L'azienda del Blackberry pagherà un risarcimento una tantum e royalties in cambio della chiusura del procedimento legale avviato da Moto su violazione della proprietà intellettuale

di Patrizia Licata
Rim e Motorola trovano l’accordo nella disputa sulla proprietà intellettuale di una delle tecnologie chiave alla base dei loro smartphone: la canadese produttrice dei Blackberry ha acconsentito al pagamento di un risarcimento una tantum alla concorrente e a versare delle royalties, in cambio della chiusura del procedimento legale.

Quella tra Rim e Moto è solo una delle tante battaglie tra produttori di smartphone trasferitesi dai mercati alle aule dei tribunali. Le aziende cercano non solo il pieno controllo sui loro brevetti ma strategie di intimidazione verso le rivali.

Rim ha lo share più grande sul mercato americano degli smartphone con i suoi Blackberry, molto usati soprattutto dagli utenti aziendali. Sul segmento consumer, tuttavia, i cellulari eleganti e “cool” di Motorola e Apple attraggono fette sempre più vaste di pubblico. A sua volta 
Motorola cerca di conquistare l’utenza business con nuovi device che girano sul sistema operativo di Google: il suo smartphone Droid ha avuto un forte sostegno da parte di Verizon Wireless e il co-ceo di Motorola Sanjay Jha prevede un forte aumento delle vendite di smartphone nel secondo trimestre.

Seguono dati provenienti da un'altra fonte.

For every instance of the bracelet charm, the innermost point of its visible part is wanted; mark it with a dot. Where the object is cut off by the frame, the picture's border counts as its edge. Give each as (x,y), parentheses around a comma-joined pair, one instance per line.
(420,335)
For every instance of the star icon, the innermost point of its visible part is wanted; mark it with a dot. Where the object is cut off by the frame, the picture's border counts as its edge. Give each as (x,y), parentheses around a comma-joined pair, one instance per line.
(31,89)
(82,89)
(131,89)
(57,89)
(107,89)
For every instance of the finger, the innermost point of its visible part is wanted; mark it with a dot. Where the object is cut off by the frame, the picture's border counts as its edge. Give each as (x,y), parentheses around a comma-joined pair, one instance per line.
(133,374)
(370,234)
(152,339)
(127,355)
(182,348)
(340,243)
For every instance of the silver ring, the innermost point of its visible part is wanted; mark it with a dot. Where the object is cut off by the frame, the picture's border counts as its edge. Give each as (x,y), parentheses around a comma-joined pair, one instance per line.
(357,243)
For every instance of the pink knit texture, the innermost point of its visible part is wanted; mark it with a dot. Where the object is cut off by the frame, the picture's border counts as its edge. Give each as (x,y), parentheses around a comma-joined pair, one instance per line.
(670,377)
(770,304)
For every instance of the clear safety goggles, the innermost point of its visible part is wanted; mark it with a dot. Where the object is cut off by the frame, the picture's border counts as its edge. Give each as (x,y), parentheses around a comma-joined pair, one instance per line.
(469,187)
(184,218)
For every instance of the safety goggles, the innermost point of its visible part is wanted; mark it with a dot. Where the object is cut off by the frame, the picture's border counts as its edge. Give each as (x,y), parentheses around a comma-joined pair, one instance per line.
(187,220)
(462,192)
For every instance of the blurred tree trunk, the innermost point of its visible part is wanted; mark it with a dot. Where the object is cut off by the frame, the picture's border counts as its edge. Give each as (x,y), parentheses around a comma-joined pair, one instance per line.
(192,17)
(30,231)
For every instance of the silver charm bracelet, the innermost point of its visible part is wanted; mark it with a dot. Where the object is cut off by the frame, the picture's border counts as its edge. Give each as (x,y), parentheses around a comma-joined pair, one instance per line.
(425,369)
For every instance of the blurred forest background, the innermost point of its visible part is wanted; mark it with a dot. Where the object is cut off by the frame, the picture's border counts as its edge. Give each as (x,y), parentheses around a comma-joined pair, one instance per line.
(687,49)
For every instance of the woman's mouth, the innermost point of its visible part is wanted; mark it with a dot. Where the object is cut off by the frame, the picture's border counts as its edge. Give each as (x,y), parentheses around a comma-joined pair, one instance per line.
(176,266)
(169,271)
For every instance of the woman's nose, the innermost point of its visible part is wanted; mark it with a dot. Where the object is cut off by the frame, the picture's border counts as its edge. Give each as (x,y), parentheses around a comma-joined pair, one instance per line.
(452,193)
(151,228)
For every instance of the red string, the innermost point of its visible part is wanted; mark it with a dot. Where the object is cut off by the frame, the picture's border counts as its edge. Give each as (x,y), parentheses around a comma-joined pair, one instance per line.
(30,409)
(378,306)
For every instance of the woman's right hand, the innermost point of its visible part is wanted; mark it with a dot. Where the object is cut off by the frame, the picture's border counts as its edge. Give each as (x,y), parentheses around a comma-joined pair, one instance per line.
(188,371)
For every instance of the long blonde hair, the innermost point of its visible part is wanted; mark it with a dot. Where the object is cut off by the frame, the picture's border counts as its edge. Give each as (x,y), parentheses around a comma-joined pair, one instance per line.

Motorola aveva intentato causa contro Rim a gennaio. Pochi mesi dopo, Apple ha fatto causa alla Htc sempre per una questione di copyright (per una tecnologia legata al touchscreen), una mossa considerata da molti come un attacco indiretto a Google, perché contiene un’implicita minaccia a ogni produttore di handset che usa Android. Htc ha a sua volta attaccato Apple su altri brevetti. Un’altra causa ancora vede contrapposte Apple e Nokia. Infine Kodak ha intentato causa contro Apple e Rim sostenendo che i loro smartphone usano illegalmente la sua tecnologia di digital imaging.